We also provide support for Temporal Cloud customers, for more info join waitlist here and we can also get you in touch with the sales team if you wish.
i donot see a way to setup Auth/Authorization to the temporal server
Temporal has ClaimsMapper and Authorizer plugins you could use, either the defaults or can create custom ones. More info in docs here.
Also lots of clarity is required around how to setup
Would start by looking at the server samples github repo as mentioned in the docs and go from there.
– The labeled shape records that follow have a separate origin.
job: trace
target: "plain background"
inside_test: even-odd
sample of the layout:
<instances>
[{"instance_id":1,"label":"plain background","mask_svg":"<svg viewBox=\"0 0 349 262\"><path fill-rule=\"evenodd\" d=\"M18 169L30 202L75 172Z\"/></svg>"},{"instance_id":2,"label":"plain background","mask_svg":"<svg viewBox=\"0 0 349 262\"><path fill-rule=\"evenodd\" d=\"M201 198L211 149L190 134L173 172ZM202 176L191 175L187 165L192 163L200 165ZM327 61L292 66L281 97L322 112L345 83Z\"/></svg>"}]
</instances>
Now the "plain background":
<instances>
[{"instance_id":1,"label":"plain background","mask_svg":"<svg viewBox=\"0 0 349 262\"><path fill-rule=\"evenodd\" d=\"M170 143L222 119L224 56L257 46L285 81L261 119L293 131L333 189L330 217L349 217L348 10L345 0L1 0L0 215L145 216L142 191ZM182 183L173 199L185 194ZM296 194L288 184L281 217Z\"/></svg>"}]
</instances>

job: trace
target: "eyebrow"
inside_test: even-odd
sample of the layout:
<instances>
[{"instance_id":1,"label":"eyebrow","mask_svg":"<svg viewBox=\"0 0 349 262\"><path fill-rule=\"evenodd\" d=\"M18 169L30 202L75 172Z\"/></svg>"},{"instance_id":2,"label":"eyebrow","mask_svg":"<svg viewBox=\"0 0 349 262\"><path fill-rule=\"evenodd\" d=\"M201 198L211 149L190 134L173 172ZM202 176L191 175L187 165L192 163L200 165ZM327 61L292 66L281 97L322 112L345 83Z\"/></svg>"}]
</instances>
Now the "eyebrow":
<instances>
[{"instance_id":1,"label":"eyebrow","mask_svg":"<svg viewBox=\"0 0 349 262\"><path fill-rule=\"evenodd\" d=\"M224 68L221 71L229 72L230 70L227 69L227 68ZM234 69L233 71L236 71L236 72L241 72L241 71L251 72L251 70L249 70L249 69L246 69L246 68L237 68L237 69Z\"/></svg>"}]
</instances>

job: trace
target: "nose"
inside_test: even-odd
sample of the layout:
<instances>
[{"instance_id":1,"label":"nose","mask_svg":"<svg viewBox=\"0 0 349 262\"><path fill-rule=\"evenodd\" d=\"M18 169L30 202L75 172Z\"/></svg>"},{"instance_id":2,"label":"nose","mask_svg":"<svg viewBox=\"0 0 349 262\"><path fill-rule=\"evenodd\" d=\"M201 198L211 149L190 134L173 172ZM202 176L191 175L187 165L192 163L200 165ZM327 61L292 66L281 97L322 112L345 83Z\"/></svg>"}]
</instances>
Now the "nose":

Do you have any specific questions?
I setup keycloak as jwt key provider
and I give following params while starting temporal:
- “TEMPORAL_JWT_KEY_SOURCE1=http://keycloak:8080/auth/realms/temporal/protocol/openid-connect/certs”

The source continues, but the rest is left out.